Added to this youthful struggle for acceptance, my national identity was baffling. In a nation where my ethnicity was deemed alien, I had difficulty belonging to the land I call home. Marrying a man of a different ethnicity further reinforced my sense of alienation from the normal. In 1996, this was a cultural divergence. I remember vividly a Chinese man cursing me beneath his breath and then spat on the ground to make certain that I knew that he hated me as I walked down the street with my husband.
Over the years, I have come to understand that the sense of rejection is the shared pain of humanity.
Jesus in becoming human shared our pain of rejection.
He who created the world did not belong either. They crucified Him on the cross not for His sins, but for His perfection.

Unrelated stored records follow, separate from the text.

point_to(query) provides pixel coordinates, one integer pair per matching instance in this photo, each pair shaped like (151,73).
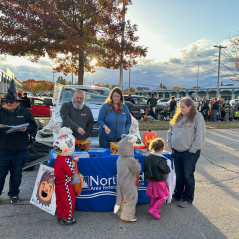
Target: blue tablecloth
(99,188)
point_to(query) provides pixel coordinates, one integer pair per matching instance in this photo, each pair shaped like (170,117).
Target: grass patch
(222,125)
(164,125)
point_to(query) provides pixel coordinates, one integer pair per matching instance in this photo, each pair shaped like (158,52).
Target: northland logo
(97,183)
(110,183)
(96,186)
(85,185)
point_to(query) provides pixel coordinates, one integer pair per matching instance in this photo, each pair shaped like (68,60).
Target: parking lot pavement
(214,213)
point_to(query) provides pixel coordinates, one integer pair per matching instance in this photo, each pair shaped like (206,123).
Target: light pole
(122,49)
(197,77)
(218,74)
(129,81)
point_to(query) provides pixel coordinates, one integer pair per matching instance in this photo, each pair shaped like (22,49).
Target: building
(5,79)
(226,92)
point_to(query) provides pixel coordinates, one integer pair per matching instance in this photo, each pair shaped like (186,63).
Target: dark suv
(141,103)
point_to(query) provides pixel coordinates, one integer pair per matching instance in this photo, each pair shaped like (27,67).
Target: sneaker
(175,199)
(15,199)
(130,220)
(64,221)
(184,204)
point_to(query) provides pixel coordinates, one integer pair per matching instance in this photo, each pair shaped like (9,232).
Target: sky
(175,32)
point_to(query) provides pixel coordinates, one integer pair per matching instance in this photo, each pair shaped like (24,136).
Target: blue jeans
(104,143)
(12,161)
(215,115)
(185,164)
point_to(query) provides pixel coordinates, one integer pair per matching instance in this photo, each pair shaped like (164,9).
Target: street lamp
(220,47)
(197,77)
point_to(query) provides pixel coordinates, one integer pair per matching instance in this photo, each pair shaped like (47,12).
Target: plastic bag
(77,180)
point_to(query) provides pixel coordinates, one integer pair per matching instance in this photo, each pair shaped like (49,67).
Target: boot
(154,210)
(152,201)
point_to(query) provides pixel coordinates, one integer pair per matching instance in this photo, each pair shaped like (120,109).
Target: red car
(38,108)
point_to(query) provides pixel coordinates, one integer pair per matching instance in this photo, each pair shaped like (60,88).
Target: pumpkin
(148,136)
(77,180)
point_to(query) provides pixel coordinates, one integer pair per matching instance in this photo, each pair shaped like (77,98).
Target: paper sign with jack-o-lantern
(43,195)
(148,136)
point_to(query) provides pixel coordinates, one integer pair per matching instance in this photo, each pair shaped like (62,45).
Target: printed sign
(43,195)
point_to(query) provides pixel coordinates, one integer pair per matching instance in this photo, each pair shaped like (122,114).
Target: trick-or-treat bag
(137,180)
(77,180)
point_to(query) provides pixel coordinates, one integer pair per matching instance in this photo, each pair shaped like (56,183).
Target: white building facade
(225,92)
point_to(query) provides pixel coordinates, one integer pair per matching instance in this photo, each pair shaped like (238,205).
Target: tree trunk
(81,70)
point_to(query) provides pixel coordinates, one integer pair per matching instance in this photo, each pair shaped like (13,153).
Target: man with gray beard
(77,116)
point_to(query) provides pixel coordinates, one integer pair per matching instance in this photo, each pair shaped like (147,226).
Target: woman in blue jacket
(114,118)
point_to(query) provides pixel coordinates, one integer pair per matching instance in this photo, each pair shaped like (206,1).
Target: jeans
(12,161)
(185,164)
(215,115)
(130,108)
(104,143)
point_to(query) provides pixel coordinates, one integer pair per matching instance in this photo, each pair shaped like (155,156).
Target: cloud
(180,68)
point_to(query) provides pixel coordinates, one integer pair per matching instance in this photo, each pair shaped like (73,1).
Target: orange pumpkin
(77,180)
(148,136)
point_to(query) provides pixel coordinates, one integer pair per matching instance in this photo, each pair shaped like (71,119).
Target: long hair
(178,115)
(109,100)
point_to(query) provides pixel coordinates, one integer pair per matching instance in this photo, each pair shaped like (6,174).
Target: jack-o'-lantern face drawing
(45,189)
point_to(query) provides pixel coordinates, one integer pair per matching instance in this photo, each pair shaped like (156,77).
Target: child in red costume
(64,169)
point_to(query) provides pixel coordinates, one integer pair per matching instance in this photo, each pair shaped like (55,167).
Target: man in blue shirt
(132,102)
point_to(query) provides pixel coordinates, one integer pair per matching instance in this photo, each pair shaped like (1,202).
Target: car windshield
(92,96)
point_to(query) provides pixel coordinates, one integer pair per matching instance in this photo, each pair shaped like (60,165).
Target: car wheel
(30,168)
(158,116)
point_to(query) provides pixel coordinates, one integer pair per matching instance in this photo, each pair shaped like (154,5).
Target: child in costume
(64,169)
(127,169)
(155,171)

And if we crucified He who was perfect, would we not “crucify” each other? If He who was perfect was rejected, should we who are imperfect be surprised at our rejection? Should we think it’s strange that we are so often not fully understood, or completely embraced?
Yet over 25 years of ministry taught me that many believers spend too much energy and time trying to figure out their rejection, as if they are mysteries to be solved. The inability to find justifiable answers often trapped them in the upheaval of pain.
There are really no good answers to rejection.
There are no easy answers to why we don’t feel more belong.
We live in a world driven largely by deep fear, unmasked pride, and insatiable greed. Mutual acceptance is not exactly our strong point.
Do not our history, our books, our songs, our movies testify to this continuously? Does not the popular social media scream this loud enough? No one deserves full acceptance! That is the way with the world.
For different reasons, no one truly belongs.
I understand that we seek to belong truly, deeply, meaningfully to the people who matter to us, and to our vision of the ideal world.
I have lost count of the endless people sitting opposite me narrating that familiar pain. I am constantly concerned for younger people who think of their pain as unique, who find it unbearable, and who seek escape through self-harm.
It is not that the people around us are broken, it is that we too are broken. We too are triggered by our flawed perceptions and emotions. Our brokenness leaves gaps in our hearts that can never be fully closed. Our healing remains incomplete no matter how much time and energy we spend dressing our wounds.
I want to shout from the mountaintop that instead of looking to the world to belong, we need to look to Jesus.
Jesus alone offers us unconditional love and full acceptance.
My discovery that Jesus loves me unconditionally and accepts me fully leads me down the path of making peace with not belonging. In surrendering to God, I found that I have always been accepted and loved by the people who matter. I was not “unusual” after all. My struggle to belong speaks mostly of my own brokenness. I didn’t understand that imperfect acceptance was the best that imperfect people could give.
That is the path that all of us as believers have. If we would take this journey of discovering God’s elaborate love, we would discover that we need not fully belong to the world because we fully belong to God.
The World Is Not Our Final Home.
It is transitory. No land, relationship or vocation is our final home.
Let us not allow our pain of rejection to harm us. Let us not sit in our room alone and grieve, let us not numb our hearts and minds with alcohol or pills, let us not cut ourselves to still our inner demons. Instead, let us throw ourselves into the safe embrace of our Lord and let us spend more time laughing with people who do accept us, albeit imperfectly.
Ironically, at the moment when Jesus was to be completely abandoned by those closest to Him, He promises us peace. Dearly beloved of God, we will do well to surrender to His peace and choose happiness in our sojourn here.